After Pope Francis apology at Maskwacis Park (“Bear hills,” in the Cree language), Crown-Indigenous Relations Minister Marc Miller said the “gaps” in Francis’s apology could not be ignored. Miller noted that Francis didn’t mention sexual abuse in his list of abuses endured by Indigenous children in the schools. Francis on Monday listed instead physical, verbal, psychological and spiritual abuse. In addition, Miller noted that Francis on Monday spoke of “evil” committed by individual Christians “but not the Catholic Church as an institution.”

The stage was thus set up by Crown-Indigenous Relations Minister for Prime Justin Trudeau to shame Pope Francis and the Catholic Church.

Trudeau, a Catholic whose father, Pierre Trudeau, was prime minister while the last residential schools were in operation, insisted that the Catholic Church as an institution bore blame and needed to do more to atone.

Speaking before Francis, he noted that Canada’s Truth and Reconciliation Commission in 2015 had called for a papal apology to be delivered on Canadian soil but that Francis’s visit “would not have been possible without the courage and perseverance” of survivors of First Nations, Inuit and Metis. They travelled to the Vatican last spring to press their case for an apology.

“Apologies for the role that the Roman Catholic Church, as an institution, played in the mistreatment on the spiritual, cultural, emotional, physical and sexual abuse that Indigenous children suffered in residential schools run by the church,” Trudeau said.

The encounter of the Catholic Church with Indigenous peoples predates Confederation and residential schools by two centuries. During his visit to Quebec City, the Holy Father will pray at the tomb of St. François de Laval, the first bishop of Canada who fought mightily with the French colonial authorities to defend the dignity and well-being of the Indigenous peoples, particularly regarding the alcohol trade.

Let the reader never forget that in the late 19th century, the Canadian government instituted a policy of residential boarding schools for Indigenous children. The education would impart basic literacy and numeracy but also have a cultural dimension. Part of a project of assimilation most infamously expressed as “killing the Indian in the child.” Indigenous children were often forbidden to speak their Native languages or wear traditional dress. At first, attendance was voluntary, but in the early 20th century, it became compulsory, which meant the forced separation of children from their families. Most schools closed in the 1960s, though a few remained into the 1980s.

While the schools were instituted and funded by the Canadian government, the operation of the schools was entrusted to the churches. Catholics operated about two-thirds of the schools; Protestants ran the remaining third. The majority of the Catholic schools were run by the Missionary Oblates of Mary Immaculate (OMI).
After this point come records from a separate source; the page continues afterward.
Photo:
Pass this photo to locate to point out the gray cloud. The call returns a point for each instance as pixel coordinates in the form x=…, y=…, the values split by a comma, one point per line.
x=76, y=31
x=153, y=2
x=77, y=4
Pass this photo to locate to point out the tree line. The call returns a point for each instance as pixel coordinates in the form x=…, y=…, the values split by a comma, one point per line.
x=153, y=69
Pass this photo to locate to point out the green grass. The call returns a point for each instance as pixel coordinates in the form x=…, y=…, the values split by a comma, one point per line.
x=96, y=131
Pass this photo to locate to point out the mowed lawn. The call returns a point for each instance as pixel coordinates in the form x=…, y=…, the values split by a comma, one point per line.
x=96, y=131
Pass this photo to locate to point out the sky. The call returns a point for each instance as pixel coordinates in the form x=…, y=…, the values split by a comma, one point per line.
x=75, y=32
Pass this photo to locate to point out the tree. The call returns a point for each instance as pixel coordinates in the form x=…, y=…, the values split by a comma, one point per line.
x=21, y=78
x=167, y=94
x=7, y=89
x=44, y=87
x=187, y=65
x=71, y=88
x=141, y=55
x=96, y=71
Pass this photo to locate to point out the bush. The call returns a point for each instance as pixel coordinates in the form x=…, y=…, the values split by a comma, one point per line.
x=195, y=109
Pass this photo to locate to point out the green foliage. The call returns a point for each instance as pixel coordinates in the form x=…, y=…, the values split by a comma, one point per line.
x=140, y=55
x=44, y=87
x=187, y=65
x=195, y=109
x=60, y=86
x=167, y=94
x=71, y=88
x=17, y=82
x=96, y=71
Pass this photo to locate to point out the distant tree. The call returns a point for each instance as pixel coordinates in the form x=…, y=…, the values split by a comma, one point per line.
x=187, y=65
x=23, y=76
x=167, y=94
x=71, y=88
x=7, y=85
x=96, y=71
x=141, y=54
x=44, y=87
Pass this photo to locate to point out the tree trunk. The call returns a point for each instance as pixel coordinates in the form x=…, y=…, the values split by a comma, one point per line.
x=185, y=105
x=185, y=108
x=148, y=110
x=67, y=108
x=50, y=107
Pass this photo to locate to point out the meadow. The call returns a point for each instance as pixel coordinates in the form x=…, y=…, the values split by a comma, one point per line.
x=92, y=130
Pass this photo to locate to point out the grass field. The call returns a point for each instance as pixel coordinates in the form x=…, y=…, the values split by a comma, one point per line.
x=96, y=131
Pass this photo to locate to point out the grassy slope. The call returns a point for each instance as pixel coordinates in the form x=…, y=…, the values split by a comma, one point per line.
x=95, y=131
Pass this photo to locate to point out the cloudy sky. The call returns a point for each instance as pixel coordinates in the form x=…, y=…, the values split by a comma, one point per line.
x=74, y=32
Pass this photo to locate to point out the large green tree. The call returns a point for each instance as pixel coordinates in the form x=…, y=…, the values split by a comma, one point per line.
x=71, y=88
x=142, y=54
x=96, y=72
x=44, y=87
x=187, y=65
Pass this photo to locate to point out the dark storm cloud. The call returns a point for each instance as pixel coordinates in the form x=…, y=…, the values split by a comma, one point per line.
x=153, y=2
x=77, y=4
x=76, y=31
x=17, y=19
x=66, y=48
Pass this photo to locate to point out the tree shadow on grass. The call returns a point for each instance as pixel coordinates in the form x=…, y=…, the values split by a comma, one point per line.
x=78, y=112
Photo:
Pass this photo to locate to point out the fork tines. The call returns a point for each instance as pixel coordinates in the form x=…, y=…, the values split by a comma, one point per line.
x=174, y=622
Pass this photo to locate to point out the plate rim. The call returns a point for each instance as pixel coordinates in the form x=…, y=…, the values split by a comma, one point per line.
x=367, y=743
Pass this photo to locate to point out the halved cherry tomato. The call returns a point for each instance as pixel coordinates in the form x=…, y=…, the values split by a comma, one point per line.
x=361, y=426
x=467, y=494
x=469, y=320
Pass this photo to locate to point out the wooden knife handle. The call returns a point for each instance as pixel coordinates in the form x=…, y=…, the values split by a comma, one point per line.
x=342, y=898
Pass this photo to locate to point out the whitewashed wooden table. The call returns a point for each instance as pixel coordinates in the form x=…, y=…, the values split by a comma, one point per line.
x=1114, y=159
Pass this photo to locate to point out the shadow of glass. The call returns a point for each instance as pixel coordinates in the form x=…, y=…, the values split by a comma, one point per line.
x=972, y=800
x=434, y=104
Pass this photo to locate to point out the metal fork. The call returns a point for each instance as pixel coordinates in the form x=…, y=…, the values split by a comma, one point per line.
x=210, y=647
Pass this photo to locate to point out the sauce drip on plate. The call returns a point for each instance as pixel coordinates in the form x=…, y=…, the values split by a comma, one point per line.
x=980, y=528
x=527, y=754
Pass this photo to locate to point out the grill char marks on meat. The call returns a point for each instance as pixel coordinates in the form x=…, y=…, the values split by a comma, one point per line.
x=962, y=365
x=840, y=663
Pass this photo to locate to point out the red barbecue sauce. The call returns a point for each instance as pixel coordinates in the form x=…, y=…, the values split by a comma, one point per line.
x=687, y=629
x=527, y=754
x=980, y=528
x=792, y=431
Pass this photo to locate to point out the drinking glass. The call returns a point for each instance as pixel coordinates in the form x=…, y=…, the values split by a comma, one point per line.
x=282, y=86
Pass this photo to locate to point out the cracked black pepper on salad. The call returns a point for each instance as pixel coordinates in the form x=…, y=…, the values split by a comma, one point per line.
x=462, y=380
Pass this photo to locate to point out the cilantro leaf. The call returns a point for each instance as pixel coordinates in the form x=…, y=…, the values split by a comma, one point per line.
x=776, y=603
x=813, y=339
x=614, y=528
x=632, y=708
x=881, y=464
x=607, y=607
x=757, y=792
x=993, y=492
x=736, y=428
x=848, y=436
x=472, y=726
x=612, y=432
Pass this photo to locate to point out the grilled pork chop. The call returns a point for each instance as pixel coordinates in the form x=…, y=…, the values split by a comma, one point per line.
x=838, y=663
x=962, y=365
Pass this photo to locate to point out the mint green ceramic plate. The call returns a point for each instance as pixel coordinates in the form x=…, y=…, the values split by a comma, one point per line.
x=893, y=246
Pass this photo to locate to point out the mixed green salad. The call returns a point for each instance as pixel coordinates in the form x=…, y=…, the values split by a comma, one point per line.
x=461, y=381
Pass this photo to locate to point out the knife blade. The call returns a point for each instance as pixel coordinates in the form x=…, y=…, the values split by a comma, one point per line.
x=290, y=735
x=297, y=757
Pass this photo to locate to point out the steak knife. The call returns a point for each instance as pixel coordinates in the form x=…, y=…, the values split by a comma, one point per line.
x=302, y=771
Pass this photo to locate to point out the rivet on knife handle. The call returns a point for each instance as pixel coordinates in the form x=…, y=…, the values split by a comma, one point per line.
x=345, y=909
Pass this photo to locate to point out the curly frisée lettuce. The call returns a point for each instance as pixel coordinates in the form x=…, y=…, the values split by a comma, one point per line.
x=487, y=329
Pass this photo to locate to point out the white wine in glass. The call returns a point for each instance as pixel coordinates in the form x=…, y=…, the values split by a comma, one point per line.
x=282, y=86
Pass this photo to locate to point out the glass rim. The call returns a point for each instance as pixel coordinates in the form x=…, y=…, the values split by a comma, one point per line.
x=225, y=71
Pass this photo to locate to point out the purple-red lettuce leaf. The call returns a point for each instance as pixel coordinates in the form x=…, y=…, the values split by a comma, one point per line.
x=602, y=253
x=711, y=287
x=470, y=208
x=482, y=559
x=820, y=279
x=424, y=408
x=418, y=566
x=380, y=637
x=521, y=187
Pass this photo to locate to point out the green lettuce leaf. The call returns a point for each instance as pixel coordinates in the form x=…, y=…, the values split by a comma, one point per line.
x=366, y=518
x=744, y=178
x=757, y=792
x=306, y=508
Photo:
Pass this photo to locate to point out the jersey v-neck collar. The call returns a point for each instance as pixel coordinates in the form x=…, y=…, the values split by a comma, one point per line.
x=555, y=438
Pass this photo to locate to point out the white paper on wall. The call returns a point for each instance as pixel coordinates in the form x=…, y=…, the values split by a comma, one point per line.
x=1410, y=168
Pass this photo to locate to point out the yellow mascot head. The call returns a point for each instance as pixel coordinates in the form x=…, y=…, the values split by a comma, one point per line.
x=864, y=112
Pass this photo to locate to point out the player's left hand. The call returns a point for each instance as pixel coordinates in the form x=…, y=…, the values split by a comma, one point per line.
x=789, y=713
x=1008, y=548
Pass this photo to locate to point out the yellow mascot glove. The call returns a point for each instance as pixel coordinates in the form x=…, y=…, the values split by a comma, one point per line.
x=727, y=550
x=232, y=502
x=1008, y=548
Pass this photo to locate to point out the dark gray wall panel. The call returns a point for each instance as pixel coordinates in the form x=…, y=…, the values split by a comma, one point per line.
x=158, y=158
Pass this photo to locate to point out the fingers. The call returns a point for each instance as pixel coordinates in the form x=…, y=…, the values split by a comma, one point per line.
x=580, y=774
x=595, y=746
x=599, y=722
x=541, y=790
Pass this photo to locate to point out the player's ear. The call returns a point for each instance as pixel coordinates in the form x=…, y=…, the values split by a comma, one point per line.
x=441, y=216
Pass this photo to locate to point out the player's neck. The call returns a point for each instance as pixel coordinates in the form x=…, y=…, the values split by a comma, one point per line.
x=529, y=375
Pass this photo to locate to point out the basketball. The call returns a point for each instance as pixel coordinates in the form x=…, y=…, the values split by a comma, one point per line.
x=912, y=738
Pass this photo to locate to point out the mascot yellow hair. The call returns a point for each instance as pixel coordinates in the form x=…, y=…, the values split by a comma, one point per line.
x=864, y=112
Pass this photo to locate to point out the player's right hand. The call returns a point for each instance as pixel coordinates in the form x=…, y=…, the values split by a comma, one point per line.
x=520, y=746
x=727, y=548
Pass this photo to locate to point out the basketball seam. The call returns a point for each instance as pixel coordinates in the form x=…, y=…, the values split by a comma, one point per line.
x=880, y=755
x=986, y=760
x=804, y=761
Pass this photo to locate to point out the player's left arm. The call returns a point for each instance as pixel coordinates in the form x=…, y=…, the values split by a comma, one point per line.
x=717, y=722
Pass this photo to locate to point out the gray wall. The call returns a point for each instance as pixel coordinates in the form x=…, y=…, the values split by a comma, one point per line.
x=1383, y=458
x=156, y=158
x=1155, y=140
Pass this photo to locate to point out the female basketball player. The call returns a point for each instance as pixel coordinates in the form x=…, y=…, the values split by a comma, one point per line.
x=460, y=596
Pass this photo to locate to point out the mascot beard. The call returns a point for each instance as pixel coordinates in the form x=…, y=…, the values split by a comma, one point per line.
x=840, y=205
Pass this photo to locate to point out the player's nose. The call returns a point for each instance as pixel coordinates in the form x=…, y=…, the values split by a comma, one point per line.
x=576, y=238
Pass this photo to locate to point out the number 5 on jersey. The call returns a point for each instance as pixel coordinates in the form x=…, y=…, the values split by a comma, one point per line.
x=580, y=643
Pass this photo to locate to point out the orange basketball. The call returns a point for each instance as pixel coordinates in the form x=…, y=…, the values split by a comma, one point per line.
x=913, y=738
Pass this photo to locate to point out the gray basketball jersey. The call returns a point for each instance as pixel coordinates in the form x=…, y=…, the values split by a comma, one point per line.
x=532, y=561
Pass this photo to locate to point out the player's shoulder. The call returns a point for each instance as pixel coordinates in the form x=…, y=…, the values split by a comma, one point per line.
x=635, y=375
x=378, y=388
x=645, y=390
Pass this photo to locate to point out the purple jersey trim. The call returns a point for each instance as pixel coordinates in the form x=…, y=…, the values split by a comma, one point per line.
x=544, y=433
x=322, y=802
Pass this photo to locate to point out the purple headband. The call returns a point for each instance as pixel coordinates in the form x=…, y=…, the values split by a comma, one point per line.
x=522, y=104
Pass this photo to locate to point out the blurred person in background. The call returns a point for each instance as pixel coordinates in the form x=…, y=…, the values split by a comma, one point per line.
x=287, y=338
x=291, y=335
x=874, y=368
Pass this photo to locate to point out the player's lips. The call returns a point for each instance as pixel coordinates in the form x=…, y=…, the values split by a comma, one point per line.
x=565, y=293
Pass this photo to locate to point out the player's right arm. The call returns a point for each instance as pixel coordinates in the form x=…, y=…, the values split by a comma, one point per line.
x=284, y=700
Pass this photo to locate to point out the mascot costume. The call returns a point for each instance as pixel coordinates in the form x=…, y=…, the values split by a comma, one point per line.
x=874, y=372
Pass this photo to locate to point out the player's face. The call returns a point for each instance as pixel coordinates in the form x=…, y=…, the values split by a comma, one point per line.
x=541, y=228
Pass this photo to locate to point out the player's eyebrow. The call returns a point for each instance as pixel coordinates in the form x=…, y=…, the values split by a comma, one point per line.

The Canadian government has apologized for its role in the school’s legacy. Former Prime Minister Stephen Harper issued a formal apology over the residential schools in Parliament in 2008, calling them a sad chapter in Canadian history and saying the policy of forced assimilation caused great harm.

Meanwhile, The Churchill-Hudson Bay Diocese was the first Diocese in Canada to apologize to the former students of a residential school back in 1996. Followed by apologies from Pope Benedict XVI in 2009 at the Vatican and a later apology by Pope Francis also at the Vatican, where he met with Indigenous leaders from Canada.

As part of a lawsuit settlement involving the government, churches and the approximately 90,000 surviving students, Canada paid reparations that amounted to billions of dollars being transferred to Indigenous communities. The Catholic Church, for its part, has paid over $50 million and has committed to $30 million more over the next five years.

Trudeau implied that much more needed to be done by the church and that while Francis’ visit had “an enormous impact” on survivors, it was but a first step.

Politicians — the prime minister and some Indigenous leaders — will indeed attempt to score political points in the week and months ahead after the Pope returns to Rome. But for the Pope — and for the people he is coming such a long distance to meet — it is the prayer, the penitence and the pilgrimage which remain primary.